UK government opens fund for young entrepreneurs
British Prime Minister David Cameron has launched a fund which will offer startup loans to under-25s who have a big idea for a business. What does it take to be a young entrepreneur?
When Jamal Edwards was fifteen, careers advisers had little hope for him. Working in a fast food restaurant, they said, was the peak of his potential.
But Jamal had other ideas. Combining his two obsessions – urban music and film-making – he started creating videos of grime MCs on the streets of his native London. Jamal struck gold: by the time he was 18, his online TV channel had millions of viewers. Last month his personal fortune hit £6 million.
Most striking of all is Jamal’s age: he is just 21. By giving a voice to genres that mainstream media ignored, he built a hugely successful enterprise while he was still in his teens. In an age of rocketing youth unemployment, young entrepreneurs like Jamal are particularly inspiring.
Among those impressed is British Prime Minister David Cameron. This week, Cameron has launched a fund offering loans to young people for startup businesses. Anybody between the ages of 18 and 24 can apply: the only requirement is a big idea and the drive to see it through.
Ideas can come from anywhere. Oliver Bridge received his inspiration in a shoe shop. By the time he was sixteen, his feet were already too large for mainstream shoe sizes. There seemed to be no easy solution – so he decided to invent one. His website, Bigger Feet, now caters to thousands of people with above-average foot sizes. By the time he finished university, Oliver owned no fewer than three startup businesses.
Dominic McVey’s spark came from an even less likely source. After misspelling the word ‘visa’ in a Google search, he came across a foreign company called ‘Viza,’ which sold kick scooters. Realising that they could be a hit among British teens, he immediately started importing them. His enterprising thinking started a craze.
Success takes sacrifices. After long days of school work, Oliver would stay up late into the night arranging orders for shoes and tweaking his website. As Jamal says, ‘be prepared to limit your social life.’
But for most young entrepreneurs, the experience of achieving something from scratch is more than enough of a reward.
Jamal’s best advice: ‘chase your dream, not the competition, because looking at the competition will cloud your vision.’
These are inspiring stories – but the truth is, most startup businesses end in failure. It takes luck as well as determination to make a fortune in business.

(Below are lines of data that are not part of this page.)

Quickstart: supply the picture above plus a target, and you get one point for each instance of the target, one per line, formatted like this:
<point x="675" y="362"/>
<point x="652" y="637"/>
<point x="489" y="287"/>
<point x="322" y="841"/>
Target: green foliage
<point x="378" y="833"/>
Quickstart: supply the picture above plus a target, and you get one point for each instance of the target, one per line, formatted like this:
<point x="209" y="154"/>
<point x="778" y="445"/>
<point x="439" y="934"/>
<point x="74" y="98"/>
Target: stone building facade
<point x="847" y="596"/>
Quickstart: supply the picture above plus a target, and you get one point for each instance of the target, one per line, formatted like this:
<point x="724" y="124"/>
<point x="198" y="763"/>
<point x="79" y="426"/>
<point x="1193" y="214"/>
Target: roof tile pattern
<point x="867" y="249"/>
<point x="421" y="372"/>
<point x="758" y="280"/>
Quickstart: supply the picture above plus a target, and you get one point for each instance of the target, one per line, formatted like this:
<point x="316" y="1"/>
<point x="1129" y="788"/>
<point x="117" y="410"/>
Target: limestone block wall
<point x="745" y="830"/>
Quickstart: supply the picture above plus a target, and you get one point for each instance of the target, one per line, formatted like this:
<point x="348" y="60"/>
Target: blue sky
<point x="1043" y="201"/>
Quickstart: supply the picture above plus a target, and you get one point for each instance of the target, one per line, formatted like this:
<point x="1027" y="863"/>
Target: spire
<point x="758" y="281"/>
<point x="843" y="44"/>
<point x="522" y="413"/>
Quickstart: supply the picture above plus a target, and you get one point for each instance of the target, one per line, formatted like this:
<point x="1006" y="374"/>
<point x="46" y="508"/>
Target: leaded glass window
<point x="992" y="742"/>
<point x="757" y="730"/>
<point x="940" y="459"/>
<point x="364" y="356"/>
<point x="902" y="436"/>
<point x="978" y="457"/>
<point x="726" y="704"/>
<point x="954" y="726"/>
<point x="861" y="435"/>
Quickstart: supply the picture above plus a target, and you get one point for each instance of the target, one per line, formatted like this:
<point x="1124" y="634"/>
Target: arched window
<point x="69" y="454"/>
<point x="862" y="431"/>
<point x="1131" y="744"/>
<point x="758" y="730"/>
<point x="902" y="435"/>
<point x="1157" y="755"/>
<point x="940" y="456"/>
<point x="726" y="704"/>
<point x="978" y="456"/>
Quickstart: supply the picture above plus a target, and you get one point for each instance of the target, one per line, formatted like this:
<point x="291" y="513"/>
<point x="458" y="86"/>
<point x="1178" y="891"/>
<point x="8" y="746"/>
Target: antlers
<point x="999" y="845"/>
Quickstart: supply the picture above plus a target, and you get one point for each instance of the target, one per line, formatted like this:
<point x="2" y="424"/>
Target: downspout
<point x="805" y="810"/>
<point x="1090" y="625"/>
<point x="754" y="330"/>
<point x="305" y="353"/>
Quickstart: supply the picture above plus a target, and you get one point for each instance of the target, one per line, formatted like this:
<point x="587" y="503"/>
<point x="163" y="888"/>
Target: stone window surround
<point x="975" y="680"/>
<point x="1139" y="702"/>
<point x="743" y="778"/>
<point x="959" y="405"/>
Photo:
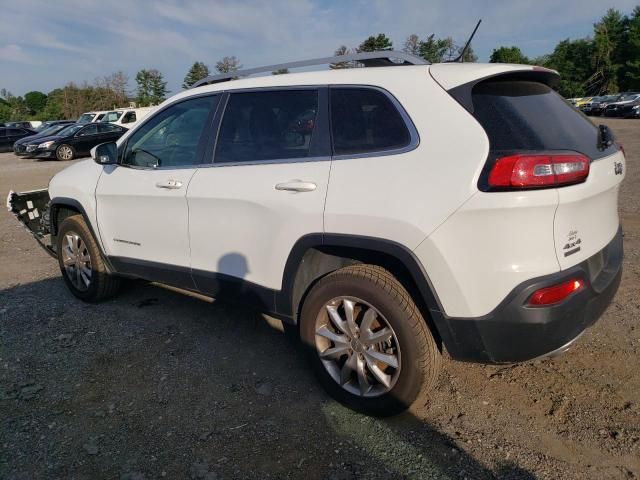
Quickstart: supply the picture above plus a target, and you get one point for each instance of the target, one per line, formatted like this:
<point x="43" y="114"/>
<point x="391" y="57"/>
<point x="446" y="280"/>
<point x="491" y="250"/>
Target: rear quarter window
<point x="530" y="116"/>
<point x="365" y="120"/>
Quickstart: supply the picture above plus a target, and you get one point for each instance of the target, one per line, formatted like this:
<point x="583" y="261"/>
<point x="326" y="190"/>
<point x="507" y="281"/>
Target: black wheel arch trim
<point x="61" y="202"/>
<point x="287" y="300"/>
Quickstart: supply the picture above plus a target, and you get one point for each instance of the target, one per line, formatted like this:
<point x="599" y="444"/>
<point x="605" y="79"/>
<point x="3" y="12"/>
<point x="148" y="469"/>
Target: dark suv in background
<point x="8" y="135"/>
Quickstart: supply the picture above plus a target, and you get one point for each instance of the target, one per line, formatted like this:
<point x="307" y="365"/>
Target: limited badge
<point x="617" y="168"/>
<point x="573" y="243"/>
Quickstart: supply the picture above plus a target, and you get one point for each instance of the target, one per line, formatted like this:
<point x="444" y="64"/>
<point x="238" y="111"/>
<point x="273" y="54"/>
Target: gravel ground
<point x="156" y="384"/>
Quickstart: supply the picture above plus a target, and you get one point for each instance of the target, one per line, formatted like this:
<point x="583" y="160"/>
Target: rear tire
<point x="65" y="152"/>
<point x="381" y="366"/>
<point x="81" y="263"/>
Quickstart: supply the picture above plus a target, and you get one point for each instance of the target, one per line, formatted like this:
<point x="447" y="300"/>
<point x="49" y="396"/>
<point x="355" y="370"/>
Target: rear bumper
<point x="514" y="332"/>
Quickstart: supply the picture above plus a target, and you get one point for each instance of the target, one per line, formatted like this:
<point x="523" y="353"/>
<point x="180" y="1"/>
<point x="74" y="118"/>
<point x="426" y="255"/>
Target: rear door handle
<point x="296" y="186"/>
<point x="170" y="184"/>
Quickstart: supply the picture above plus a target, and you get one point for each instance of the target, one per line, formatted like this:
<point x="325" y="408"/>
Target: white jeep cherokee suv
<point x="390" y="213"/>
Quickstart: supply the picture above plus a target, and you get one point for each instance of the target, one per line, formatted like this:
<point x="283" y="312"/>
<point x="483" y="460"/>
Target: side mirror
<point x="105" y="153"/>
<point x="605" y="137"/>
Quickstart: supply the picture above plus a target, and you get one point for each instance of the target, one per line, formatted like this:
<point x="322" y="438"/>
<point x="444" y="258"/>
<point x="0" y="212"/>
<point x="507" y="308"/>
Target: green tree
<point x="609" y="45"/>
<point x="376" y="43"/>
<point x="632" y="70"/>
<point x="228" y="64"/>
<point x="158" y="87"/>
<point x="341" y="50"/>
<point x="436" y="50"/>
<point x="572" y="60"/>
<point x="412" y="44"/>
<point x="143" y="94"/>
<point x="152" y="89"/>
<point x="36" y="101"/>
<point x="469" y="55"/>
<point x="508" y="55"/>
<point x="198" y="71"/>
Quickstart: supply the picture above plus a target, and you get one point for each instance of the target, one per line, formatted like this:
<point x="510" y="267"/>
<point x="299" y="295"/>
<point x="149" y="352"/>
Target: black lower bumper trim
<point x="514" y="332"/>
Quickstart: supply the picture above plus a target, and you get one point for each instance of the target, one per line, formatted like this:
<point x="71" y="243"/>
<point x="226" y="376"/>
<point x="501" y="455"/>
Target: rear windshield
<point x="521" y="115"/>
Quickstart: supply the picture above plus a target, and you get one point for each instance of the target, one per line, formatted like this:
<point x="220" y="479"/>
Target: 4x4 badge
<point x="617" y="168"/>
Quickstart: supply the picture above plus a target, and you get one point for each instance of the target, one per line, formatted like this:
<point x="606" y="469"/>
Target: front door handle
<point x="170" y="184"/>
<point x="296" y="186"/>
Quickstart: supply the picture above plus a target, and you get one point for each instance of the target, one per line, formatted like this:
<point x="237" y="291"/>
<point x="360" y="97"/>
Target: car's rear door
<point x="141" y="203"/>
<point x="265" y="189"/>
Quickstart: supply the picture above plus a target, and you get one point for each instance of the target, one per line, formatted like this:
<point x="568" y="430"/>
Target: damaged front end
<point x="32" y="210"/>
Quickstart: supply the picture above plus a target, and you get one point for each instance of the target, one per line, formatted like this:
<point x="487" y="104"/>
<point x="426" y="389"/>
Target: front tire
<point x="81" y="263"/>
<point x="65" y="152"/>
<point x="367" y="341"/>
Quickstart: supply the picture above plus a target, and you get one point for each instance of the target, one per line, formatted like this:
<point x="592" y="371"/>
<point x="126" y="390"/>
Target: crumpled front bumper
<point x="32" y="211"/>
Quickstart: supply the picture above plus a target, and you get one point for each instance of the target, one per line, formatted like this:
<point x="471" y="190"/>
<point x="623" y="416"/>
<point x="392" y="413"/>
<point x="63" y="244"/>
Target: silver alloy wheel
<point x="357" y="346"/>
<point x="65" y="152"/>
<point x="76" y="261"/>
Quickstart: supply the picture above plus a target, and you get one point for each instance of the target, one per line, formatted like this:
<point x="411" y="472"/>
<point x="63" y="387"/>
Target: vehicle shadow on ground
<point x="156" y="383"/>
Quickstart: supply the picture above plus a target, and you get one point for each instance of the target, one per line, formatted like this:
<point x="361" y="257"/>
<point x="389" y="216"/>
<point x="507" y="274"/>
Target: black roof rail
<point x="384" y="58"/>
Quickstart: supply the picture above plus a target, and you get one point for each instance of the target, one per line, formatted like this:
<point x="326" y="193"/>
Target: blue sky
<point x="45" y="44"/>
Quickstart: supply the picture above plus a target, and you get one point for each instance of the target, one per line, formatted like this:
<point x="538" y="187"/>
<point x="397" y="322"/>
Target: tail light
<point x="538" y="170"/>
<point x="556" y="293"/>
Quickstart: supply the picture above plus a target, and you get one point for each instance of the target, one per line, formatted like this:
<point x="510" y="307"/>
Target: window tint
<point x="89" y="130"/>
<point x="129" y="117"/>
<point x="267" y="125"/>
<point x="107" y="128"/>
<point x="520" y="115"/>
<point x="111" y="116"/>
<point x="365" y="120"/>
<point x="171" y="138"/>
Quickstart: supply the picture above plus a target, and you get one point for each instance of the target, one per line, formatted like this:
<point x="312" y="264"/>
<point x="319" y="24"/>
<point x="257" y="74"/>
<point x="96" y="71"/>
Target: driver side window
<point x="89" y="130"/>
<point x="171" y="138"/>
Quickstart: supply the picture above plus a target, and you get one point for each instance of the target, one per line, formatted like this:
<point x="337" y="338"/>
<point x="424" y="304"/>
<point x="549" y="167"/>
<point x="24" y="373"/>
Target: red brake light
<point x="556" y="293"/>
<point x="539" y="170"/>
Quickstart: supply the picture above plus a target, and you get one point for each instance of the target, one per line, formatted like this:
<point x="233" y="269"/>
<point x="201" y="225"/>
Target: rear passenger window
<point x="129" y="117"/>
<point x="269" y="125"/>
<point x="171" y="138"/>
<point x="365" y="120"/>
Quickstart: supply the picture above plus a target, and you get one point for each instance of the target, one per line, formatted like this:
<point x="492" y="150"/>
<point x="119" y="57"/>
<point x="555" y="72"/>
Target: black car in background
<point x="74" y="141"/>
<point x="596" y="105"/>
<point x="51" y="123"/>
<point x="9" y="135"/>
<point x="26" y="125"/>
<point x="20" y="146"/>
<point x="618" y="108"/>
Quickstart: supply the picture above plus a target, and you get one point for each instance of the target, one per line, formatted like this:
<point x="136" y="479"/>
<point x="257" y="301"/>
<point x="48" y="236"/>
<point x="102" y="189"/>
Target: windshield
<point x="51" y="130"/>
<point x="70" y="130"/>
<point x="111" y="116"/>
<point x="86" y="117"/>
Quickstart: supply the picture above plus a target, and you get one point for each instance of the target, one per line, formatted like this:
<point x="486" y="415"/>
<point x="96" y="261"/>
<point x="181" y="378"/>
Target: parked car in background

But those who have had a shot at being an entrepreneur almost always say it is worth it – even if the idea is not a success. Building a business, they say, teaches you things that books and teachers never can. Even if your plan does not work out, you come out of it a stronger, smarter person.
- Does the idea of starting a business appeal to you?
- Should schools focus more on teaching practical business skills?
- You are a young person looking for a loan for your startup business. Write a letter to a bank in which you try to persuade them that your youth is an advantage, not a handicap.
- Think of an idea for a business and write up a plan of action. What is the product? Who are your target audience? How will you go about selling it?
Some People Say...
“The best school in the world is the school of life.”
What do you think?
Q & A
- I’ve got a business idea! How do I get hold of a loan?
- Great! If you are 18 and live in England, head tothe fund’s website as soon as possible. If you don’t fit those criteria and you don’t want to wait, never fear: banks or individuals can often be persuaded to fund a truly good idea. Charities and the government also run mentoring programmes to help you put your idea into practice.
- There’s a recession on, right? So isn’t this a pretty bad time to start up a business?
- Many of the most successful businesses of recent times began during a recession – Apple, Microsoft, Facebook. With established businesses struggling and people changing their buying habits, a bad economy can counterintuitively mean a good climate for startups.
- ‘Grime’ emerged in the early 2000s from the East End of London, from a marriage American-influenced hip-hop to genres more popular in Britain, such as garage and dancehall. Grime remained ‘underground’ for a long time, but eventually broke into the mainstream with artists like Dizzee Rascal and Tinchy Strider.
- Literally ‘one who undertakes something,’ the word ‘entrepreneur’ was first used to describe theatrical agents and managers. Nowadays it refers to businesspeople who come up with innovations in order to make money from business.
- Kick scooters
- Scooters have been around for at least a hundred years, mostly as toys for children. But in the 1990s – partly because of Dominic McVey – they became briefly fashionable for teenagers and even businessmen.